Sexual selection is a special case of natural selection that relates to investment in traits that help organisms compete for mates. Sexual selection is suggested to affect the probability of species extinction: Investment in expensive traits that do not directly increase survival may elevate extinction risk when conditions change, in particular under extreme ecological shifts. However, empirical testing has been restricted to the living biota, where indirect proxies are used to calculate extinction. Thus the role of sexual selection in dictating extinction selectivity will remain largely untested without the inclusion of fossil data.

We developed a study system using ostracodes that allows us to examine the role of sexual selection in fossil lineages. In cytheroid ostracodes the male shell is systematically more elongate than that of females, and the sexes can be assigned even in fossils. Moreover, as verified in the living fauna, the strength of dimorphism can be taken as an indicator of the intensity of sexual selection. By leveraging the rich fossil record of these organisms, we can test sexual selection as a driver of extinction selectivity across the Cretaceous/Paleocene mass extinction.
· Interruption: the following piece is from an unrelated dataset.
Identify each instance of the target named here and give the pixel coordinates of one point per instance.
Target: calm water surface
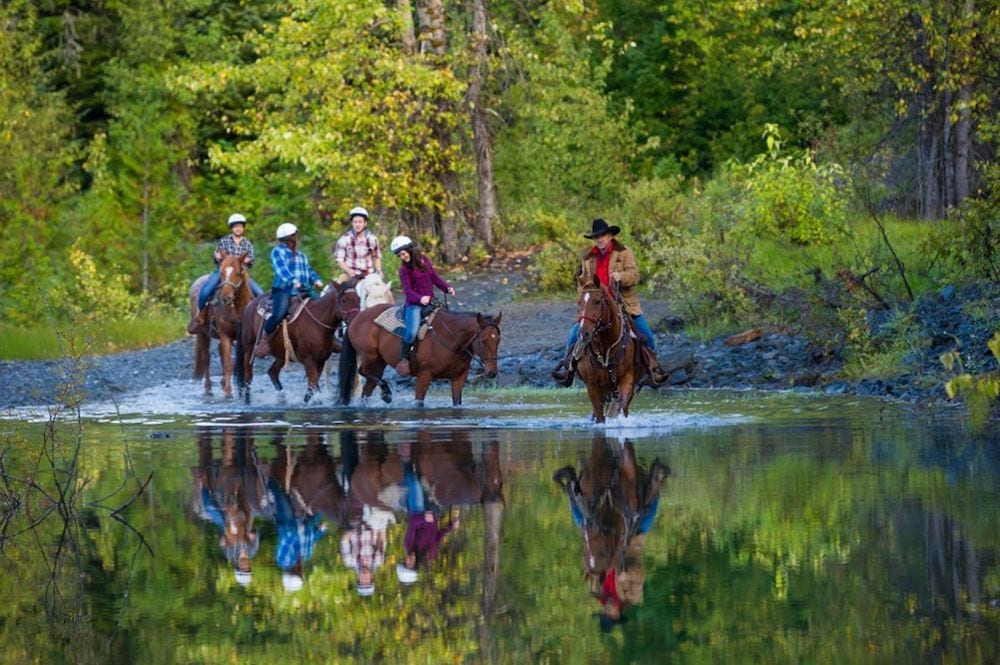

Here we report the preliminary results of an investigation using the fossil record of early Paleocene (Danian) cytheroid ostracodes from the US Gulf Coastal Plain. We digitized the valve outlines of adult specimens, and used mixture modeling to identify sex clusters in samples. We successfully estimated sexual dimorphism in body size (difference in log area between the sexes) and shape (difference in log length/height ratio) for 35 populations assigned to 24 species and 14 genera.

Comparing dimorphism data between the Late Cretaceous and Paleocene, we observe a systematic reduction in size and shape dimorphism in the Paleocene. This is most recognizable by the absence in the Paleocene of species with males that are much bigger and much more elongate then females, a style of dimorphism that reflects higher investment in mating traits. Our results suggest that aspects of resource allocation (survival vs reproductive investment) may be an important factor for species survival at the end Cretaceous mass extinction.